Cook On Concord: On Dem side, presidential campaign remains topsy-turvy
When Hillary Clinton won the New Hampshire Democratic Primary, many observers thought Barack Obama was through. His string of victories thereafter had Mrs. Clinton counted out and looking desperate in anticipation of the March 4 primaries, Super Tuesday having been somewhat inconclusive. Then, on March 4, voters in Rhode Island, Ohio and Texas gave her the popular vote victory and, it looked like the Obama momentum had stopped and Clinton momentum had resumed.
But in this topsy-turvy year, what appears to be true generally has not been. Indeed, while Clinton won the popular vote in the three states, Obama’s lead in delegates to the Democratic National Convention next summer was not affected much.
It appears that neither candidate will be able to score a knockout by attaining a majority of delegates in the primaries, which makes the “superdelegates” more important. How they are going to react to inside and outside pressures is going to be fascinating.

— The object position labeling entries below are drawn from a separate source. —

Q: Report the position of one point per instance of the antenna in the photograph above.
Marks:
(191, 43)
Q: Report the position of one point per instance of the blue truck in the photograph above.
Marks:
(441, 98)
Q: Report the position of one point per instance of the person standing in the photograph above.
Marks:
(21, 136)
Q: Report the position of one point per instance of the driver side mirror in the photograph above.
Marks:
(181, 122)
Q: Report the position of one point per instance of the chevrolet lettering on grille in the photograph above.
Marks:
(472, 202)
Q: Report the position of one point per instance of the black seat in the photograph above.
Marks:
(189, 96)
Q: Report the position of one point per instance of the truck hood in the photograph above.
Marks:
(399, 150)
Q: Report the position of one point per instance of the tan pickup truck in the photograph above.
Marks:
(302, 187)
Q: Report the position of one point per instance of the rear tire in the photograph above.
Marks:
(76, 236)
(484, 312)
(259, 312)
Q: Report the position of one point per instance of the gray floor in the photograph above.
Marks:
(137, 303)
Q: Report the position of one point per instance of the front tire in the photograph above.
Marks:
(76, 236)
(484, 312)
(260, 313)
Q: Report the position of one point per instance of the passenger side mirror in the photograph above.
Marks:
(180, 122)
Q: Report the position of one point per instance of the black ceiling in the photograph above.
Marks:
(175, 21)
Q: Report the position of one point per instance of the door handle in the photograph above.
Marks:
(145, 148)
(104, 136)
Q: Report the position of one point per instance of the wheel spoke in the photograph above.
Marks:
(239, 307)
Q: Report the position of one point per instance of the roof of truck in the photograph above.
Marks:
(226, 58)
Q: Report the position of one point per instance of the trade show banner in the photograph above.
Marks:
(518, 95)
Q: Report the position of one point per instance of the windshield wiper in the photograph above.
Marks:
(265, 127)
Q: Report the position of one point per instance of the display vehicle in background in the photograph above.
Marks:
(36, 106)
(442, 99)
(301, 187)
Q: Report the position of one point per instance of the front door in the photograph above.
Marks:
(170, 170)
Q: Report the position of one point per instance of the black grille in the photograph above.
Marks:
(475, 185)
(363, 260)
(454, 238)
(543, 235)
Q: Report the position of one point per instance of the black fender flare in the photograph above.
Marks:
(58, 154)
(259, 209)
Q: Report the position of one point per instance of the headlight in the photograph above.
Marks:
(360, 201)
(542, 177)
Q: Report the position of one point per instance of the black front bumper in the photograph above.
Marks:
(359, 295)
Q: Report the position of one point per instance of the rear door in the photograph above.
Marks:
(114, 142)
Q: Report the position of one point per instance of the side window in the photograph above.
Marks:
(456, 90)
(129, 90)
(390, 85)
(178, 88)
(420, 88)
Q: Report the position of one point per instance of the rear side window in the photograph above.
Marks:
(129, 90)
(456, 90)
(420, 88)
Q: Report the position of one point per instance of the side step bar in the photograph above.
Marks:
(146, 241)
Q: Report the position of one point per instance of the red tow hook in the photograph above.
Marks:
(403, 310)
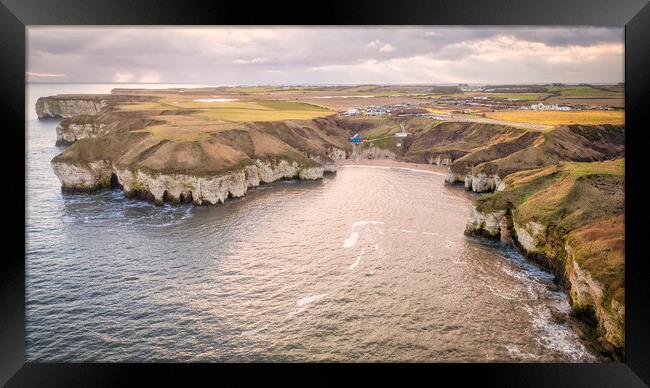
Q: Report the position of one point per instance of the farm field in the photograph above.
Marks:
(593, 117)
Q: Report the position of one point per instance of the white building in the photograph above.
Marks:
(402, 132)
(541, 106)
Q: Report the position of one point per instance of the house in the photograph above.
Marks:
(410, 112)
(402, 132)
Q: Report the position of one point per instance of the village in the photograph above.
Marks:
(453, 105)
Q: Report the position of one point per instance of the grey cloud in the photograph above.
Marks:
(228, 54)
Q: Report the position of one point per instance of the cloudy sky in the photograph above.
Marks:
(325, 55)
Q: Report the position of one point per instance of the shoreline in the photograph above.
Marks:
(390, 163)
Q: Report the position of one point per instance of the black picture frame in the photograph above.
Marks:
(15, 15)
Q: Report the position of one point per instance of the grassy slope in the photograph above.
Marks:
(592, 117)
(582, 203)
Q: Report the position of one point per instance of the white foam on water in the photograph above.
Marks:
(394, 167)
(251, 332)
(297, 311)
(309, 299)
(359, 256)
(559, 337)
(362, 223)
(216, 99)
(351, 240)
(516, 353)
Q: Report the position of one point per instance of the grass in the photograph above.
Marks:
(582, 205)
(583, 91)
(592, 117)
(211, 117)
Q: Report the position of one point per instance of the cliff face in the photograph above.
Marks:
(484, 169)
(63, 107)
(116, 147)
(69, 132)
(179, 188)
(579, 238)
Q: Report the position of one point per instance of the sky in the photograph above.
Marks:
(325, 55)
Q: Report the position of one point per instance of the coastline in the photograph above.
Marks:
(389, 163)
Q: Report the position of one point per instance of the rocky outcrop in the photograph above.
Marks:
(541, 246)
(174, 187)
(588, 294)
(440, 160)
(83, 176)
(482, 183)
(68, 132)
(485, 224)
(336, 153)
(70, 106)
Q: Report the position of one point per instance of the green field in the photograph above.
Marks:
(593, 117)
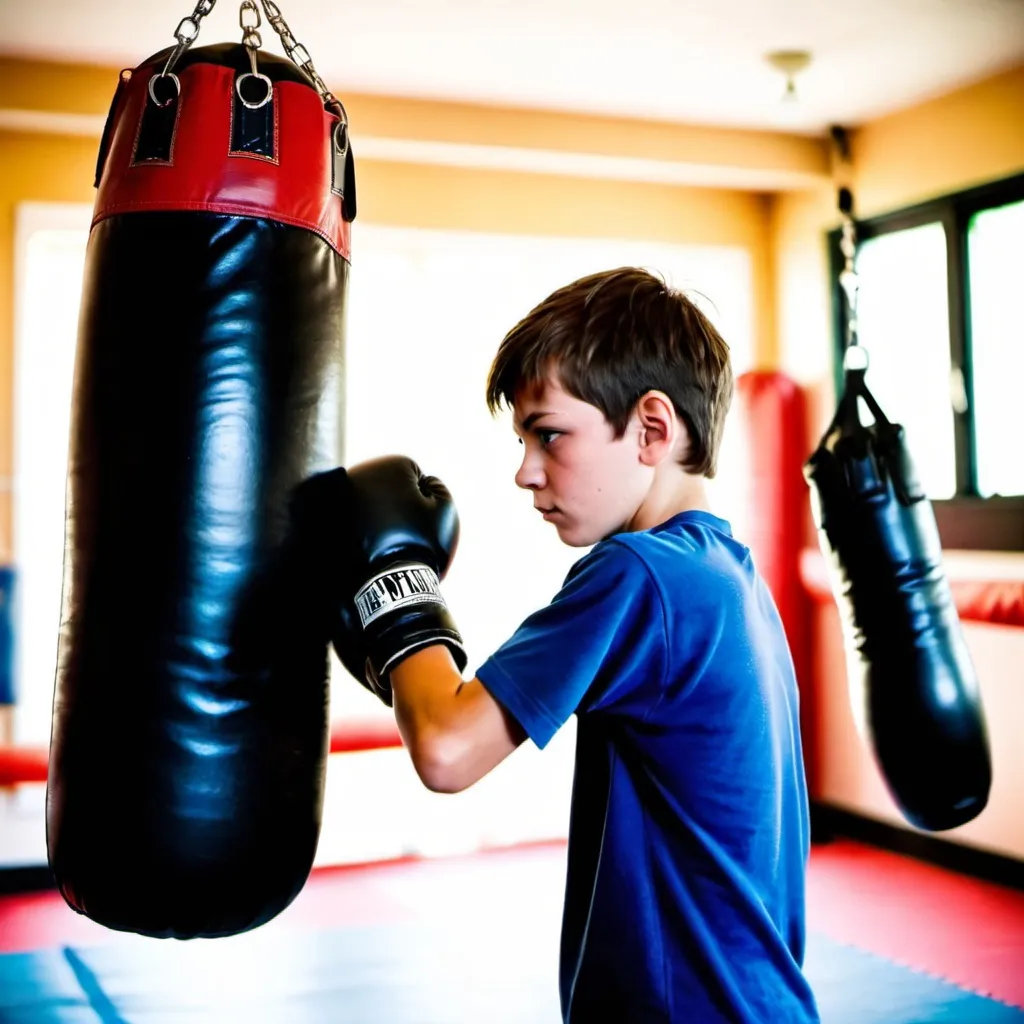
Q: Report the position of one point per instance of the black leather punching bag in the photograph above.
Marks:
(189, 729)
(906, 654)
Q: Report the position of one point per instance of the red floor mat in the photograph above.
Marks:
(968, 932)
(960, 929)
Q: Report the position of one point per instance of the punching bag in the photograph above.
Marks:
(189, 731)
(907, 658)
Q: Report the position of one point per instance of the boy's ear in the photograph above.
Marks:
(659, 428)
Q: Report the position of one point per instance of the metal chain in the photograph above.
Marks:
(300, 55)
(185, 34)
(855, 355)
(250, 22)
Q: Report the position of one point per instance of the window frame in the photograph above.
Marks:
(967, 520)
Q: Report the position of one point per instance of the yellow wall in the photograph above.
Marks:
(45, 166)
(951, 142)
(963, 139)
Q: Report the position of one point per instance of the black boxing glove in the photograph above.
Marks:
(402, 532)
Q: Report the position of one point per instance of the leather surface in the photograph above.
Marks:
(203, 172)
(908, 658)
(190, 713)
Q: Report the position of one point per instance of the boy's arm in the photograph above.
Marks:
(455, 730)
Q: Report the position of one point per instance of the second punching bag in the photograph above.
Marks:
(908, 663)
(189, 729)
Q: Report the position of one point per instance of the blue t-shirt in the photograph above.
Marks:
(689, 832)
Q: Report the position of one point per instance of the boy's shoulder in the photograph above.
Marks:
(692, 538)
(682, 548)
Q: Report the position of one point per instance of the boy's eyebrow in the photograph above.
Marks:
(531, 419)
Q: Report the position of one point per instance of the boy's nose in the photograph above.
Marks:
(530, 474)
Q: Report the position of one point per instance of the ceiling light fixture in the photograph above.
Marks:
(790, 64)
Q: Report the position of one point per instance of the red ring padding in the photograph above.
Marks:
(770, 413)
(996, 601)
(19, 765)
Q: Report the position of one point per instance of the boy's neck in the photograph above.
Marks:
(671, 494)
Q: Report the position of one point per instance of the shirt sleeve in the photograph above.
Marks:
(601, 643)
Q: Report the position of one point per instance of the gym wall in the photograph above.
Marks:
(778, 206)
(964, 138)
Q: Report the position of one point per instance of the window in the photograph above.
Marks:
(937, 315)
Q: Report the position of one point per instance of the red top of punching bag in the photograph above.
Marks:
(203, 173)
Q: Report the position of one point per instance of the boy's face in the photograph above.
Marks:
(584, 479)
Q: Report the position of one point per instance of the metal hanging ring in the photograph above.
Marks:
(267, 84)
(855, 358)
(169, 100)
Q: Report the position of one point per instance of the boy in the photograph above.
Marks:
(689, 834)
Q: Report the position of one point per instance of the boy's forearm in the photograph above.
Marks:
(455, 731)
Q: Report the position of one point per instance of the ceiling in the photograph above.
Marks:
(687, 60)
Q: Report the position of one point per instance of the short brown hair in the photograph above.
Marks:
(611, 337)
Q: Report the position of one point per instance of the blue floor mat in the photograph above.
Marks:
(399, 975)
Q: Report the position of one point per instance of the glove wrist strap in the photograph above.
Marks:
(397, 588)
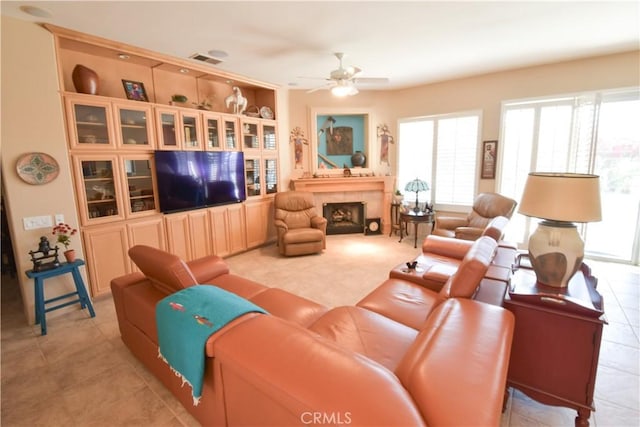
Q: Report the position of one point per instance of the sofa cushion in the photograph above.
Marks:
(465, 281)
(289, 306)
(370, 334)
(401, 301)
(167, 272)
(461, 338)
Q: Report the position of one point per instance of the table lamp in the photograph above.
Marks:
(559, 199)
(416, 185)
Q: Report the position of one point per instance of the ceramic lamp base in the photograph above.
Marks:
(556, 251)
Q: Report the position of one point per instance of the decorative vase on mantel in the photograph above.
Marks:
(70, 255)
(358, 159)
(85, 80)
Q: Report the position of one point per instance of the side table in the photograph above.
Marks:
(415, 218)
(395, 217)
(556, 341)
(40, 301)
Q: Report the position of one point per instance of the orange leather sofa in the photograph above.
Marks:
(441, 257)
(306, 364)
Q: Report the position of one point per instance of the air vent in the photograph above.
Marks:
(205, 58)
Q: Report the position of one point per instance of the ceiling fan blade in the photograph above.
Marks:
(327, 86)
(371, 80)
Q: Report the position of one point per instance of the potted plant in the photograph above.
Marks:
(64, 233)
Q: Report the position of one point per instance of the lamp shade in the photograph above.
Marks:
(416, 185)
(567, 197)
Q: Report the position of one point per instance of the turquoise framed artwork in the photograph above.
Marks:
(338, 136)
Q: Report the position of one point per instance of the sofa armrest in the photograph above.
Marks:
(445, 246)
(468, 233)
(451, 222)
(291, 375)
(206, 268)
(319, 222)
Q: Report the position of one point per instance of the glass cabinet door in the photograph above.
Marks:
(212, 132)
(230, 134)
(271, 176)
(250, 136)
(190, 131)
(100, 189)
(90, 124)
(167, 129)
(252, 173)
(139, 184)
(269, 137)
(134, 127)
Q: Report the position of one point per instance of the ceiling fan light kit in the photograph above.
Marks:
(342, 82)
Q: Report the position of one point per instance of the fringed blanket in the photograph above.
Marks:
(186, 319)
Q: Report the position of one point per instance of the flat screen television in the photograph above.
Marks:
(197, 179)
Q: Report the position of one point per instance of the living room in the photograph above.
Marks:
(30, 90)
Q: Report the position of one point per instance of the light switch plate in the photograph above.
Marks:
(33, 222)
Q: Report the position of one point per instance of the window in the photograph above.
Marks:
(587, 133)
(441, 150)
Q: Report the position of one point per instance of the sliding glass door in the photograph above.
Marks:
(589, 133)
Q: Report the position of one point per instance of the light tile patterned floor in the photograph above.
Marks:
(81, 373)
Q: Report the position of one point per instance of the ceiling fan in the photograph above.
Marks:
(343, 80)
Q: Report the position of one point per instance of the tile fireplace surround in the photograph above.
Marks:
(375, 191)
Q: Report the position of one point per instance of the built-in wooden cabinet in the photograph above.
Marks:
(106, 248)
(134, 126)
(89, 123)
(189, 234)
(259, 221)
(98, 188)
(112, 141)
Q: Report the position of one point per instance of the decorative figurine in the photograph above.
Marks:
(44, 261)
(239, 102)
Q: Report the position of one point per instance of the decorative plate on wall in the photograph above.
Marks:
(37, 168)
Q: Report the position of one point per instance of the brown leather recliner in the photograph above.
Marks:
(301, 230)
(486, 206)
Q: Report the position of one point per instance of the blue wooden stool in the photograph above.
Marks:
(81, 291)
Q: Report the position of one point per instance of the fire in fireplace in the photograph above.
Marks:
(344, 218)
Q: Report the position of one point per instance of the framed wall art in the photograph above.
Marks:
(489, 155)
(135, 90)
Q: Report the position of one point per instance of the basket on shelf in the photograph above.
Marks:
(252, 111)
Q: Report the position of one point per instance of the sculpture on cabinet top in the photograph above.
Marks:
(385, 139)
(298, 139)
(239, 102)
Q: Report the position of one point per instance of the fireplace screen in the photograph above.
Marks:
(344, 218)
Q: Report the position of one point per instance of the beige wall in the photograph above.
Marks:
(32, 121)
(485, 92)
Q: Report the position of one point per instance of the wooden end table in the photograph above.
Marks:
(415, 218)
(556, 341)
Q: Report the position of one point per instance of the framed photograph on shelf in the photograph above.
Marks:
(489, 155)
(135, 90)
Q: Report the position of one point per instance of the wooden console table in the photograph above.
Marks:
(415, 218)
(556, 341)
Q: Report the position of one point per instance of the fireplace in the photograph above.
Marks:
(344, 217)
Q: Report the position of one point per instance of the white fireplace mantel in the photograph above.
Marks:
(344, 184)
(376, 191)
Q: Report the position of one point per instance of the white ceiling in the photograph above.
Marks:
(411, 43)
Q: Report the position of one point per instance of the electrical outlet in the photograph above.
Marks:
(33, 222)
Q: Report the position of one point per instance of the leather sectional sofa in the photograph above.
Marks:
(405, 355)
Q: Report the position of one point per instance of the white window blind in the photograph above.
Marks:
(441, 150)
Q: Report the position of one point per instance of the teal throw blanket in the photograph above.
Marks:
(186, 319)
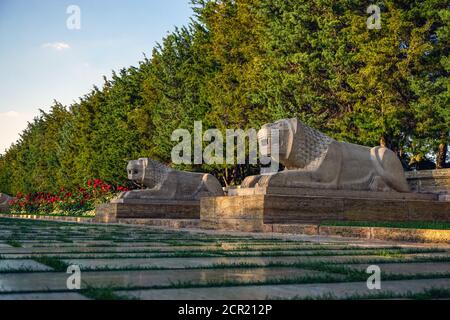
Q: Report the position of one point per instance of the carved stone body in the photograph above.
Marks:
(164, 183)
(4, 203)
(314, 160)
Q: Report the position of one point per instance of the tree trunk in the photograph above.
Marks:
(441, 156)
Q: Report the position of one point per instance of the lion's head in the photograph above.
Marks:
(147, 172)
(297, 146)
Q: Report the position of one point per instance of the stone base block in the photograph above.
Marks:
(155, 209)
(166, 223)
(262, 212)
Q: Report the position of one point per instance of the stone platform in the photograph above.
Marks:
(257, 209)
(437, 181)
(147, 209)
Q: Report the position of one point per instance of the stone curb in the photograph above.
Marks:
(368, 233)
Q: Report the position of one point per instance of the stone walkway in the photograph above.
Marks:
(135, 262)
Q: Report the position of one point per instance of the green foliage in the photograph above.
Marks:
(242, 63)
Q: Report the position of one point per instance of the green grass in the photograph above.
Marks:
(428, 294)
(13, 243)
(52, 262)
(104, 293)
(402, 225)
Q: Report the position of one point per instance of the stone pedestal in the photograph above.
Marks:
(437, 181)
(147, 209)
(258, 209)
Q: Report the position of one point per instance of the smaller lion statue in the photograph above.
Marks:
(314, 160)
(4, 203)
(166, 183)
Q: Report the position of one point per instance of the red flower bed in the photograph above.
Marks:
(81, 201)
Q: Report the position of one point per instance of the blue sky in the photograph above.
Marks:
(42, 60)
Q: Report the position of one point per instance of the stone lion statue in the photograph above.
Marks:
(4, 203)
(163, 182)
(314, 160)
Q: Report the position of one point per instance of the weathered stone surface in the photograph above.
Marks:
(437, 181)
(255, 212)
(163, 182)
(408, 268)
(299, 291)
(44, 296)
(170, 194)
(4, 203)
(152, 209)
(314, 160)
(21, 265)
(413, 235)
(124, 279)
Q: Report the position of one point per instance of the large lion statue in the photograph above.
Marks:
(165, 183)
(4, 203)
(314, 160)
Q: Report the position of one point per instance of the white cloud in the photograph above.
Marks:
(59, 46)
(12, 123)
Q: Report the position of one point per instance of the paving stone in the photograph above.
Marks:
(198, 262)
(409, 268)
(43, 296)
(127, 279)
(16, 265)
(339, 290)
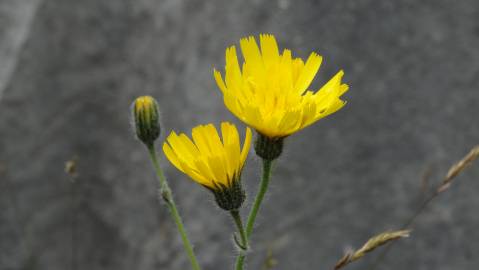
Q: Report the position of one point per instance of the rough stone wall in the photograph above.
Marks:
(69, 70)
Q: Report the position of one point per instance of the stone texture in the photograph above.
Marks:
(70, 70)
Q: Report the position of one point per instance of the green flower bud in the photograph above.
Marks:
(231, 196)
(268, 148)
(146, 117)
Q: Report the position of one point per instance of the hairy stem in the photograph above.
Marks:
(254, 210)
(167, 196)
(239, 225)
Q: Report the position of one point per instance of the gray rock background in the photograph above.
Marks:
(70, 69)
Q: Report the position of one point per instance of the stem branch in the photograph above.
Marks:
(254, 210)
(167, 196)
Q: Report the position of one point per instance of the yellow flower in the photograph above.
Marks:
(212, 162)
(269, 92)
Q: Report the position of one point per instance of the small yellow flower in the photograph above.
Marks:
(146, 117)
(269, 91)
(212, 162)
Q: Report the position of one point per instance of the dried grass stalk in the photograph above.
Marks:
(371, 244)
(459, 167)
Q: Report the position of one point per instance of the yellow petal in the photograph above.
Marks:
(246, 146)
(308, 73)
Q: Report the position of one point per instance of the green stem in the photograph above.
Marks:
(239, 224)
(254, 210)
(167, 196)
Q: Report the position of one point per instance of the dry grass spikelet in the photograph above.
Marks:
(370, 245)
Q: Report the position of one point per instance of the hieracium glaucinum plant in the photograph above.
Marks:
(270, 92)
(213, 162)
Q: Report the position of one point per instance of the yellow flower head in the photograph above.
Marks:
(269, 92)
(146, 117)
(210, 161)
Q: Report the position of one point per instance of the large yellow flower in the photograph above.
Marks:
(210, 161)
(269, 92)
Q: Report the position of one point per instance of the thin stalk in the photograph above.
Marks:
(254, 210)
(167, 196)
(239, 225)
(406, 225)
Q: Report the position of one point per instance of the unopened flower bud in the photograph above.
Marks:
(146, 117)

On the Republican side, perhaps even a bigger surprise occurred, as John McCain captured enough delegates on March 4 to clinch the nomination, prompting Gov. Mike Huckabee, the last opponent with any chance, to withdraw and support McCain.
Given McCain’s status as almost finished last summer, the importance of New Hampshire is apparent. When told he had no chance because his staff had squandered all of the funds he had amassed, McCain came to New Hampshire, got on a bus or in automobiles, criss-crossed the state and almost single-handedly resuscitated his campaign which went on to win in New Hampshire, a victory even more surprising to me, since I voted for him and rarely have done so for those winning GOP primaries.
Of course, the question for McCain is how he wins in what appears to be a Democratic year? Republicans have been in office for eight years and President Bush is not popular. The country seems to be in a recession, or close to one. Gas prices are over $3 a gallon. There are two wars going on. There is a huge deficit. There is a Democratic Congress. Not a good group of circumstances for a Republican candidate to face.
On the upside, McCain can sit back and watch the Democrats fight, raise money, plan for a celebratory convention with a sure winner, and think about who the most effective vice presidential candidate would be.
McCain’s challenge, however, is to keep his image as an independent thinker who embraces ideas that are not in accord with the right-wing rhetoric of the present Republican Party without alienating the very people he needs to have enthusiastic about his candidacy if he is to retain the base.
These are fascinating political developments in an unconventional year.
More baby boomers were born in 1948 than any other year, if I recall correctly. That means that the high school class of 1966 was the largest, and therefore getting into college that year was more competitive than ever before.
Those who entered college in 1966 and were born in 1948, cannot escape a reality when looking at the calendar. This is 2008. Fast mathematics indicates that the 2008 birthday will be a round number.
Frank Sinatra once sang a song that started, “I reached the age of 40 somewhat sooner than expected … .” Those 1948 boomers undoubtedly will experience the same thought about 60. Increasingly, I have run into people who have been reaching this milestone and having various reactions to it. On the one hand, they indicate that it beats the alternative. On the other, they cannot quite get used to the disconcerting thought of 60 as their age.
I have a number of friends with whom I went to college, including Bruce Bynam, a native of Goffstown and now on the staff of the University of Massachusetts, Ernest Stableford, with whom I grew up and also went to college at UNH and many others who were born in 1948. Each has had a separate and distinct reaction to this year’s birthday.
On March 3, it was my turn. Everyone was gracious, encouraging and tried to persuade me that “60 is the new 40,” or some such thing. There is a grain of truth in that. When I started practicing law in the 1970s, those writing wills after their 65th birthday had to be very careful (not that everyone does not have to be careful) because they might really die. Men now live into their early 80s and women into their mid- and upper 80s, at least actuarially.
Nevertheless, getting to 60 is a sign that the baby boomers no longer are kids and will have serious demographic ramifications for the country, the workforce, Social Security and other things.
All that is interesting, but the number still is disconcerting! Get me my cane!
Brad Cook is a partner in the Manchester law firm of Sheehan Phinney Bass + Green and heads its government relations and estate planning groups.